The Strengthening U.S. Dollar

The United States’ currency has recently attained its highest level in years when measured against many foreign currencies. For instance, the euro (€)began the year 2015 trading at about $1.20 in U.S. dollars – six months earlier it stood at $1.35. Expressed another way, a dollar six months earlier cost about €.73 but now would cost about €.83, signifying a rise by the dollar of almost 10%. (The “euro” is a currency in use since the 1990s by many countries which are members of the European Union.) This is the highest level for the dollar versus the euro in over four years, coming in the wake of comments by the European Central Bank President suggesting increased monetary stimulus in the near future which could further weaken the euro. Similarly, the dollar has increased by over 3% against the British pound (£)and over 2% against the yen (¥) during 2014.The U.S. Dollar Index, which measures the greenback against six major currencies, recently hit its highest level in over eight years.

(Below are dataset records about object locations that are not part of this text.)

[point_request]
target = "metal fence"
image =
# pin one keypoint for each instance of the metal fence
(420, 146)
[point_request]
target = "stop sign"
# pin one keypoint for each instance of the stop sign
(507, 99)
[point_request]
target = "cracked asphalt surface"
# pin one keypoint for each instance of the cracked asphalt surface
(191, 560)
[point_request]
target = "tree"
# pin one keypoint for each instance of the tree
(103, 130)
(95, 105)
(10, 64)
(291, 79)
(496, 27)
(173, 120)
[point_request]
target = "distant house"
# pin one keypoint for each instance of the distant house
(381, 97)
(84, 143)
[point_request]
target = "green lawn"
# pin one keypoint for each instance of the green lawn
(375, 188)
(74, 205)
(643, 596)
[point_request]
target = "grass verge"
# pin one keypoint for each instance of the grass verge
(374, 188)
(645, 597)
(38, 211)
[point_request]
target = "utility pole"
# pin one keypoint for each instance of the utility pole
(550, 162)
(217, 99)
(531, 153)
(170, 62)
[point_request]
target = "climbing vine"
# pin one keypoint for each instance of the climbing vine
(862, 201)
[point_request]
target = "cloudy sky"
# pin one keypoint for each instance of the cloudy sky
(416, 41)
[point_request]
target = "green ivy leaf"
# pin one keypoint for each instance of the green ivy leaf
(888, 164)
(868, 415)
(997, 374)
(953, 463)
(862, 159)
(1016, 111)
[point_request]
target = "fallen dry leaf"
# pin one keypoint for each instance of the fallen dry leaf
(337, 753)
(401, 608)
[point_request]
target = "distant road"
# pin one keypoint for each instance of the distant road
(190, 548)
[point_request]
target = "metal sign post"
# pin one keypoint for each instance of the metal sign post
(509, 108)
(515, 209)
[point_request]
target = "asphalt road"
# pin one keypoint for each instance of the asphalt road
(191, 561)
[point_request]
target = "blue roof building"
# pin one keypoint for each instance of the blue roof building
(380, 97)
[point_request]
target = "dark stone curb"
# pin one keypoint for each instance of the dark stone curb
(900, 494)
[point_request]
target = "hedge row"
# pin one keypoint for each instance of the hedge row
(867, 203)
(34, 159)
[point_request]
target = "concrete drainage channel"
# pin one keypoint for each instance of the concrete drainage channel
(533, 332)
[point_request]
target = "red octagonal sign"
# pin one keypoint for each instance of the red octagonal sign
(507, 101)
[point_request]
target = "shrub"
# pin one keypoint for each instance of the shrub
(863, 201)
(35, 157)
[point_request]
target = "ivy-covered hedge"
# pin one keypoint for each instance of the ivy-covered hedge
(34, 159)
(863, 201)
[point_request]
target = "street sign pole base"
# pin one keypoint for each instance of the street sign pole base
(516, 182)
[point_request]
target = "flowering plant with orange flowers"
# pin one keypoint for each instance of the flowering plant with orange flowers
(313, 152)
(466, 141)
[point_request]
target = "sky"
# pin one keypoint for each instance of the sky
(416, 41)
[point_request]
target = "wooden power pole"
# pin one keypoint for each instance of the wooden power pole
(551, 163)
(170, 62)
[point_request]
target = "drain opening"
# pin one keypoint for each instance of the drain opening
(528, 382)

Many of the factors accounting for this stronger dollar reflect the relative weaknesses of most of the world’s economies rather than strength of the American economy. The United States central bank – the Federal Reserve – appears ready raise interest rates in 2015, unlike other central banks such as those of the European Union as mentioned above or Japan’s central bank. (Fixed-income investors tend to buy currencies yielding the highest rates.)Furthermore, while the economies of many European and Asian countries have been showing little or no real growth, the United States has recently enjoyed several quarters of growth at an annualized rate of 3% or more. (Investors also tend to invest in the fastest-growing economies.) Finally, the U.S. trade deficit has been narrowing from increased domestic shale oil production –U.S.Energy Department estimates indicate that in 2015 imported oil will account for about 20% of U.S. consumption, down from 60% ten years earlier. (A decreasing trade deficit makes foreign countries more inclined to lend to the United States as a creditworthy borrower.)

What does a stronger dollar mean? For the American consumer it means cheaper imported goods and foreign travel, which will also tend to keep price inflation low. However for the American equities investor it means reduced foreign demand which decreases the value of profits earned from foreign sales. For example, Coca-Cola expects the current quarter’s per-share earnings to be 9% lower and McDonald’s expects its fourth-quarter profits to be 6 cents a share lower because of the dollar’s recent strength. Commodities investors can expect the strong dollar to reduce the value of investments such as gold and other precious metals.